Des bohémiens ! Leur groupe n’a qu’une figure. Si d’aventure M. Durras oubliait de paraître à table (mais il n’a garde), une voix usée, gourmande, un peu tremblante de délices anticipées, demanderait le soir, lorsqu’on se retrouve « entre soi » :

— Pourriez-vous me dire, mesdames, ce que la bohémienne a fait de son mari ?

Et une autre vieille voix, suspendue au fil de sa vieille vie, répondrait :

— Elle l’a tué, madame. Cela devait finir ainsi.

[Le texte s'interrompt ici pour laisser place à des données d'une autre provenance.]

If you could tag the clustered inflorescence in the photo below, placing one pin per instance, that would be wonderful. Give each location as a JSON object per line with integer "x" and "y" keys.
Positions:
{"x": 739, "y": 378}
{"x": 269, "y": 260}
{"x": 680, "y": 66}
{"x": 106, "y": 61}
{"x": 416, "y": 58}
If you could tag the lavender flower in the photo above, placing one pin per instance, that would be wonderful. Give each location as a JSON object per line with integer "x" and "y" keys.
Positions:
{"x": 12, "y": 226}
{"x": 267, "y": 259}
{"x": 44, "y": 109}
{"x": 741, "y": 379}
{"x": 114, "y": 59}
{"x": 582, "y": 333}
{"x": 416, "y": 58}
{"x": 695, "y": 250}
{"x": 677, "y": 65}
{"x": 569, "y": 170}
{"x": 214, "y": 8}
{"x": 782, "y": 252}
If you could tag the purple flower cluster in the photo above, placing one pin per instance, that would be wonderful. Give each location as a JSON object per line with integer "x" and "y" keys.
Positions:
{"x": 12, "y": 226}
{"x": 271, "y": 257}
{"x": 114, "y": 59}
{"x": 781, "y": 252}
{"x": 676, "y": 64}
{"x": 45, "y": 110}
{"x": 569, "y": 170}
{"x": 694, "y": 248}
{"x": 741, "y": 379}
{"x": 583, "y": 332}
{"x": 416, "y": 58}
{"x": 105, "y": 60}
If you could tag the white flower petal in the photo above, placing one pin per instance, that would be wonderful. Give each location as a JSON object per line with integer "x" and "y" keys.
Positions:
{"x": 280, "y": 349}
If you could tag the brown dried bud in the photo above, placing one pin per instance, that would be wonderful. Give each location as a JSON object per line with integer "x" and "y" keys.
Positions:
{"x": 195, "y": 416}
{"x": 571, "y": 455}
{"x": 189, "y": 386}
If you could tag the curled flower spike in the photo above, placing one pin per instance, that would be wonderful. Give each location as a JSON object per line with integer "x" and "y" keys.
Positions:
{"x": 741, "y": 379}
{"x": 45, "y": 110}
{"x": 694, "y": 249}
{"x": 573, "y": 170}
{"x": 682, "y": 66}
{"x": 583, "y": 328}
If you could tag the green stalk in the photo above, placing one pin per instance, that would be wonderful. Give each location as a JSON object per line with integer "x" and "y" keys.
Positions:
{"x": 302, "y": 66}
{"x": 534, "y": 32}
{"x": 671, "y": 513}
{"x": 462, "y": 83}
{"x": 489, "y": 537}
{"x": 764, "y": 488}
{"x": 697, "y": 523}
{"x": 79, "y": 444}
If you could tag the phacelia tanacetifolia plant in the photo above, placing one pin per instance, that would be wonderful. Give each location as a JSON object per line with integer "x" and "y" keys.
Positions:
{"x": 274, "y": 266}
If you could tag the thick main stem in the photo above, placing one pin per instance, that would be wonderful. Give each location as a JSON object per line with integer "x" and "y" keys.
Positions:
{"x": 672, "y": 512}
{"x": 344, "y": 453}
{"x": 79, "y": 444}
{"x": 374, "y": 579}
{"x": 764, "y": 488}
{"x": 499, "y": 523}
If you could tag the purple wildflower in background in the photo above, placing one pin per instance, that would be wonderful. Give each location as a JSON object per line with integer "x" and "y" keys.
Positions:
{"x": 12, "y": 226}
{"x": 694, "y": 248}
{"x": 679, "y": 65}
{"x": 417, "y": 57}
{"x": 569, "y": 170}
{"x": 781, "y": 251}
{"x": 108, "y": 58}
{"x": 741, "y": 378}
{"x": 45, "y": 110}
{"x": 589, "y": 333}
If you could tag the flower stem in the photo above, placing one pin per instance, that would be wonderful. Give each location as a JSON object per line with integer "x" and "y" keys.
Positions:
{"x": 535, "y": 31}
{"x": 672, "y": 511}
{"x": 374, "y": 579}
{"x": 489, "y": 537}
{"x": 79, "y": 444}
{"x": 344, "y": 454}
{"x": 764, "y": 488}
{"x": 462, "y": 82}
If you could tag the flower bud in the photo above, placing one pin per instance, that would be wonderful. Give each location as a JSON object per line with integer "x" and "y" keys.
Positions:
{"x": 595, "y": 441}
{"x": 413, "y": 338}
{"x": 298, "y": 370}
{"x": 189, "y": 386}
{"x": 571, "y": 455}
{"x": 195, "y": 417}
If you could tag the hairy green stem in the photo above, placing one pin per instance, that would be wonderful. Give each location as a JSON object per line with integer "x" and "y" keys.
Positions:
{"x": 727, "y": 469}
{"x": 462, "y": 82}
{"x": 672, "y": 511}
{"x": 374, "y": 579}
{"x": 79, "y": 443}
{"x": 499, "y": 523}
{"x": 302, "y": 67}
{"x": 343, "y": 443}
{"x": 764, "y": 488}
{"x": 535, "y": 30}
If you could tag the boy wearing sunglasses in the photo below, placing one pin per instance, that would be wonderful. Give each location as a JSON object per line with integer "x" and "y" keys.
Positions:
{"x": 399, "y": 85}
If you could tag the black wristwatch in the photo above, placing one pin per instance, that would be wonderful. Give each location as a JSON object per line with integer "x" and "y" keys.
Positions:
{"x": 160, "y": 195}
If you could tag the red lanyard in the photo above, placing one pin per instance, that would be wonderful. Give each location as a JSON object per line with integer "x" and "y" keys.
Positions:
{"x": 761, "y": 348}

Une soirée de septembre 1910. Tous les pensionnaires sont en train de dîner dans la salle à manger du rez-de-chaussée, face au jardin. Le chant du jet d’arrosage change de ton, selon qu’il tombe sur le lierre du mur, sur la pelouse ou sur le gravier. La clarté de la fin du jour entre par la fenêtre. C’est un crépuscule de ville, couleur de sable et de trottoir, qui éveille les glaces, pâlit le linge et jaunit les visages. M. Durras, avec ses grandes joues, ressemble à Holopherne mourant. La lèvre inférieure, vermeille et d’une mobilité caprine, vit encore et proteste en un monologue sans voix, soutenu par la fixité de l’œil bleu minéral, un peu saillant sous le trait charbonneux des sourcils, cependant que ses longs doigts pétrissent machinalement des boulettes de mie de pain dont il jonche la nappe autour de son assiette.

Amédée est irrité. Il vient encore de se quereller avec sa femme à propos d’appartements.

— Vous voulez des choses qui n’existent pas. Vous voulez de l’air, de la lumière et des placards. À Paris, l’air et la lumière, c’est mille francs le mètre cube. Et les placards, ça n’existe pas.